The elder sister of Hung Chung-chiu (洪仲丘), the army corporal who died earlier this month after he was allegedly subjected to excessive disciplinary punishment, said officials “were incapable of understanding what we [the Hung family] were trying to tell them.”
Writer Chang Ta-chuen (張大春) also condemned President Ma Ying-jeou (馬英九) in a post on his Facebook page on July 22, reading: “Scum is ruling the nation.”
Hung’s case shows that the incompetent leader has already abandoned the moral high ground.
After the case was made public, Ma remained caught up in consolidating his power, campaigning for another term as Chinese Nationalist Party (KMT) chairman. He completely disregarded the symbolic significance of being head of the state, a symbolism that has existed since antiquity. A president should be a symbol of morality and justice, and should work to earn the public’s admiration.
Without the participation of an impartial third party in the investigation into Hung’s death, it is unlikely that justice will ever be served.
When controversial cases like Hung’s arise that leave room for interpretation, it is time to take the initiative on moral dilemmas. Laws can be amended, meaning that laws are not the supreme arbiter of justice.
However, Ma responded to the matter by saying the case would be tried in accordance with the Criminal Code of the Armed Forces (陸海空軍刑法) and related military laws, during a visit to the Hung family, in a classic knee-jerk evasion tactic that one expects from such a reprobate.
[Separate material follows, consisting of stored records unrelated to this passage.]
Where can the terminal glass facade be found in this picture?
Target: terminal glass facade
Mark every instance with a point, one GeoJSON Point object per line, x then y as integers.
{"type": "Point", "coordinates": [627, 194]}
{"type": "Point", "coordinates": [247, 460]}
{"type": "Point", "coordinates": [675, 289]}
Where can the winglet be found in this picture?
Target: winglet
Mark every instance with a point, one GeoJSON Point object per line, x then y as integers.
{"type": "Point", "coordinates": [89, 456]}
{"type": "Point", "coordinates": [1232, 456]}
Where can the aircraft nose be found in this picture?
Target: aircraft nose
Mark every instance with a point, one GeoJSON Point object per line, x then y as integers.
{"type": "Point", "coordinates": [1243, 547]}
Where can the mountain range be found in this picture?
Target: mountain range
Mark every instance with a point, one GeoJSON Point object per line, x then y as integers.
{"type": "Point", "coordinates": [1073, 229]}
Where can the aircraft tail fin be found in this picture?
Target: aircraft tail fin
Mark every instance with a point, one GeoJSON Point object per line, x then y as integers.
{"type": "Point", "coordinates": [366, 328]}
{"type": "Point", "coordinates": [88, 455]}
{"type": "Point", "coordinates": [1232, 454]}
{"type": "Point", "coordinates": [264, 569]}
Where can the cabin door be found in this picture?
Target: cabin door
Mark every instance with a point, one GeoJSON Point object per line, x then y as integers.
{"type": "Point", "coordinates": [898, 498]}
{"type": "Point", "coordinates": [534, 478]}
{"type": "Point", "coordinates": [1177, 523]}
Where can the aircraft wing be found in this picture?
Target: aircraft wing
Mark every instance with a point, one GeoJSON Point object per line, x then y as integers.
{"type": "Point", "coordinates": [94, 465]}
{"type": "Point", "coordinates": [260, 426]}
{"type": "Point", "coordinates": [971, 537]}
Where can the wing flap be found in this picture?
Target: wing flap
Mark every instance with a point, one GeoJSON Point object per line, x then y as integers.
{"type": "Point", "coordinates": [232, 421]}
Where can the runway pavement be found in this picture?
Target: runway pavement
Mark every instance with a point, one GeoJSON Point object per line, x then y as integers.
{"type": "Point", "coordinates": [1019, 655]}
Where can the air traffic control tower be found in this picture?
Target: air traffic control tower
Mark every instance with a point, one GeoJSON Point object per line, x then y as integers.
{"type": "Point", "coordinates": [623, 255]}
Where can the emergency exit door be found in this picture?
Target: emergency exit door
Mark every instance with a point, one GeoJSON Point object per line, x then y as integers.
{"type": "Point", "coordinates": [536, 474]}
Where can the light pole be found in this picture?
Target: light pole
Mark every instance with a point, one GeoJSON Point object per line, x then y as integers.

To stand on the moral high ground, Ma needs to take the moral initiative so the law can serve justice. When dealing with a controversial case, he should hold up the banner of justice clearly and definitively to demonstrate his worth as head of state. Only scum would do the opposite and demand that the law be adhered to unconditionally, even if it means sacrificing morality and justice. This principle applies not only to Hung’s case, but also the forced demolitions of houses in Dapu Borough (大埔), Miaoli County.
From a legal viewpoint, Ma seems equally unaware that the president should approach controversial cases from the highest constitutional level and chose instead to behave like a lawyer.
As Constitutional Interpretation No. 436 states: “It shall not be interpreted that military tribunals have exclusive jurisdiction upon the crimes committed by active-duty soldiers, and the initiation and operation of military trial is within the power of punishment of the nation.”
Under the five-power constitutional framework, Article 77 of the Constitution states: “The Judicial Yuan shall be the highest judicial organ of the state.”
However, the amendments to some military laws made in line with the interpretation fail to fully comply with the intention of the interpretation. As a result, the military judicial system has turned into a “sixth power” external to the system of government. Since they are against the spirit of the Constitution, why can the laws not be amended again?
Both the ruling and opposition camps are now planning to propose amendments to military laws regarding the military judiciary. The Democratic Progressive Party proposes that crimes committed by soldiers be tried by the civil judicial system in peacetime. This is the correct action.
If Ma has no intention of taking the moral initiative in the face of Hung’s death, if he blocks the proposal and refuses to exercise his presidential powers to amend the unjust laws in accordance with the constitutional interpretation, then the public will have no choice but to revolt.
Christian Fan Jiang is deputy secretary-general of the Northern Taiwan Society.